Probably my most unusal smoke has been sliced pineapple with a cinnamon rub. It tasted same as grilled, but had a lil smoke flavor to it and was a good snack during smokin. I also used it in blender and made marinade with it.


----------



## cwalk (Apr 11, 2013)

I smoked pork tails yesterday. Actually pretty tasty


----------



## moikel (Apr 11, 2013)

Alpaca. Like ??? sort of goat/veal . I posted it. Might do some more soon.


----------



## mr t 59874 (Apr 11, 2013)

This season is about to open.

http://www.smokingmeatforums.com/t/107689/qview-smoked-fried-dandelion-blooms

Tom


----------



## fwismoker (Apr 11, 2013)

TommyBoyMeats said:


> @fwismoker how long does that take to smoke broccoli? im a huge broccoli fan, and wondering if you boiled or shocked it first?I've never thought to throw on smoker....brilliant idea actually.
> 
> Probably my most unusal smoke has been sliced pineapple with a cinnamon rub. It tasted same as grilled, but had a lil smoke flavor to it and was a good snack during smokin. I also used it in blender and made marinade with it.


IIRC I put it in at the tail end of smoking some pork loins....i was cooking around 275 for about 1 1/2 hours and it really picked up the smoke. It probably could have cooked another 1/2 hour but i brought it in the kitchen put it in a wok and sauteed it in some butter and this garlic w/ salt seasoning i really like and then melted some cheddar on into it.  The cheddar cheese with the smoke taste was the bomb, my niece said she's not a broccoli fan but it was the best she's had in her life.


----------



## tommyboymeats (Apr 11, 2013)

FWIsmoker said:


> IIRC I put it in at the tail end of smoking some pork loins....i was cooking around 275 for about 1 1/2 hours and it really picked up the smoke. It probably could have cooked another 1/2 hour but i brought it in the kitchen put it in a wok and sauteed it in some butter and this garlic w/ salt seasoning i really like and then melted some cheddar on into it.  The cheddar cheese with the smoke taste was the bomb, my niece said she's not a broccoli fan but it was the best she's had in her life.


That sounds so awesome!
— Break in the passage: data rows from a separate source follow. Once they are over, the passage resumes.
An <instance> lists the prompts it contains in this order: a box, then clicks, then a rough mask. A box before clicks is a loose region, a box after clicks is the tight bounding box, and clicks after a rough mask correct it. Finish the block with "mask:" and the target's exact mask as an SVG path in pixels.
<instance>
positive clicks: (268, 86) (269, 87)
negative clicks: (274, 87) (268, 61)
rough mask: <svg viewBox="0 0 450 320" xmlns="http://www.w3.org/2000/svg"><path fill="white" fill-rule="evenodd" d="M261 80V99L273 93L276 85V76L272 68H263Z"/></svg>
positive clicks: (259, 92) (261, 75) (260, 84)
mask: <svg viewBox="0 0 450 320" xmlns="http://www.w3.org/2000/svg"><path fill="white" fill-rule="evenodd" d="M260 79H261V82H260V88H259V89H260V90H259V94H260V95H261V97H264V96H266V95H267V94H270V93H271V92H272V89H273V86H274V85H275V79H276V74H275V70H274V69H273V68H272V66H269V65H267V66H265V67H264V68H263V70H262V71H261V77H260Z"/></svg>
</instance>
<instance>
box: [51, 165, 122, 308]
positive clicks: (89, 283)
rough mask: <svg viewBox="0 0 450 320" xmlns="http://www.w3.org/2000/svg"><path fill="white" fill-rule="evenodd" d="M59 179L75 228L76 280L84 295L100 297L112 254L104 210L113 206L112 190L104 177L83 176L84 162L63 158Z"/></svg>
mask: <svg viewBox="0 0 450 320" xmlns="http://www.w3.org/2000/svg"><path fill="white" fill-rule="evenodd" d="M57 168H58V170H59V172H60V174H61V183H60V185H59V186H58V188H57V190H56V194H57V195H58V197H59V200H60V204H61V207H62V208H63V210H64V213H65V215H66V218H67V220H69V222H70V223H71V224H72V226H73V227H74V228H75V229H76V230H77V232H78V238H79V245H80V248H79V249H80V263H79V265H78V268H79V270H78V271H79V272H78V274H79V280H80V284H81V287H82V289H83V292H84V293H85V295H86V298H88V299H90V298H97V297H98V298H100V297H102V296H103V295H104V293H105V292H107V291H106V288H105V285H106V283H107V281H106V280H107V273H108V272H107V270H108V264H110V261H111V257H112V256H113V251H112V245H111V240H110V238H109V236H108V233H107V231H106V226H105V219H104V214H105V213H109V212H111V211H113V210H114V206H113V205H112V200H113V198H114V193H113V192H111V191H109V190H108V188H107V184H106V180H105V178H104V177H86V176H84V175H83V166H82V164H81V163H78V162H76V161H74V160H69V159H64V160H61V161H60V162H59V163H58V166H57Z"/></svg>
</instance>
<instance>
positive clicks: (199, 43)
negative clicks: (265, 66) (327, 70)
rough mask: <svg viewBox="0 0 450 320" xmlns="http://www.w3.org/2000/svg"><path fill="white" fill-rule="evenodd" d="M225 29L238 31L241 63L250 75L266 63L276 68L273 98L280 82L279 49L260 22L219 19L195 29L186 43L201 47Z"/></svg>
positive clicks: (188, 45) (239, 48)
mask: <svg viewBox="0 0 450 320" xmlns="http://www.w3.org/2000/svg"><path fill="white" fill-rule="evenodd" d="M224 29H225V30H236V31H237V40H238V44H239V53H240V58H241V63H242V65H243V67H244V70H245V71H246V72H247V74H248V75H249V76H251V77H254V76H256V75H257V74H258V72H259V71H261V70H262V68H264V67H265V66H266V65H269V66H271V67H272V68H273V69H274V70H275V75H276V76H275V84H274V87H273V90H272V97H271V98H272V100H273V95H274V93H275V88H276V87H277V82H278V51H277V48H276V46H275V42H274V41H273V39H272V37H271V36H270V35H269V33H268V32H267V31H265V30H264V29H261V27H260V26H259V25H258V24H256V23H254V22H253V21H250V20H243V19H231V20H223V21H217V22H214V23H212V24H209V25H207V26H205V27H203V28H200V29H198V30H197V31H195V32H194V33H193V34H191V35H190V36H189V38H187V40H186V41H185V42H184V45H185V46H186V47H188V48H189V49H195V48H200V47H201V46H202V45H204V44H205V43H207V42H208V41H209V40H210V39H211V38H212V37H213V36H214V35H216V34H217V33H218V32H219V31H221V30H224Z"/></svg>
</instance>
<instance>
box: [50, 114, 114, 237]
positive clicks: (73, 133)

I'm definitely going to make a smoked Broccoli casserole during my next smoke! Thanks for the info.


----------



## lu1847 (Apr 11, 2013)

Awesome stuff guys, I love it.  Dandelions and broccoli gonna have to try them both sometime.


----------



## bama bbq (Apr 11, 2013)

Brussel Sprouts with some herb/garlic butter and rub.


----------



## oldschoolbbq (Apr 15, 2013)

Well, I can't really say these are wierd , and when living off the land (poor) , anything goes...

I've had Armadillo,Rattlesnake , Gopher , Coon , Goat and several other critters. No Q-view so in our Cyber- reality , it never happened. (but actually it did).

Have fun and ...


----------



## ufboostedgator (Apr 17, 2013)

I have done gator tail before. Came out a little tough but I didn't mind.


----------



## dirtsailor2003 (Apr 17, 2013)

Emu, the other red meat! Several years ago a friend was raising them so we had a big cook out one night and that's what we smoked up along with ribs!  Pretty good!


----------